There are many challenges involved with running a web site like LWN. Some of them, such as fin [...]

LWN.net

@bignose

What do they do when they run out of stuff to scrape because they've destroyed it? Or if the quality of what is left is negligible?

The death of the web won't mean the *absence* of the web; it just means it'll predominantly be auto-generated slop. So, in that scenario, they won't run out of stuff to scrape.

As for the quality of what's on that web? They show no sign at all of caring about the quality of what's on *today's* web, they just scrape all of it continually. I don't think they'll notice nor care when it's mostly slop; they'll just endlessly scrape the dead web and feed their machine on it.

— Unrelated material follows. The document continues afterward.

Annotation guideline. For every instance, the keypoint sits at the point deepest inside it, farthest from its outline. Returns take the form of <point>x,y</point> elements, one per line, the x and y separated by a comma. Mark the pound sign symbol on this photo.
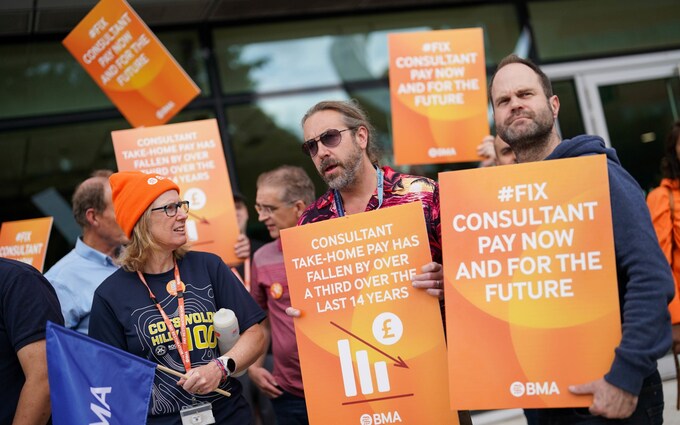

Will that make a difference? They don't seem to care that today's #LLM output is mostly crap, so it's hard to say why they'd care if it declined.

@FediThing

@bignose

"The death of the web won't mean the *absence* of the web; it just means it'll predominantly be auto-generated slop. So, in that scenario, they won't run out of stuff to scrape."

Then you get model collapse though, if there's no human input any more?

@FediThing, yes. And the people who can see that coming, have (by intentional arrangement) no connection to the people with their foot on the accelerator. So the awareness that they're heading for model collapse will not be sufficient to stop them.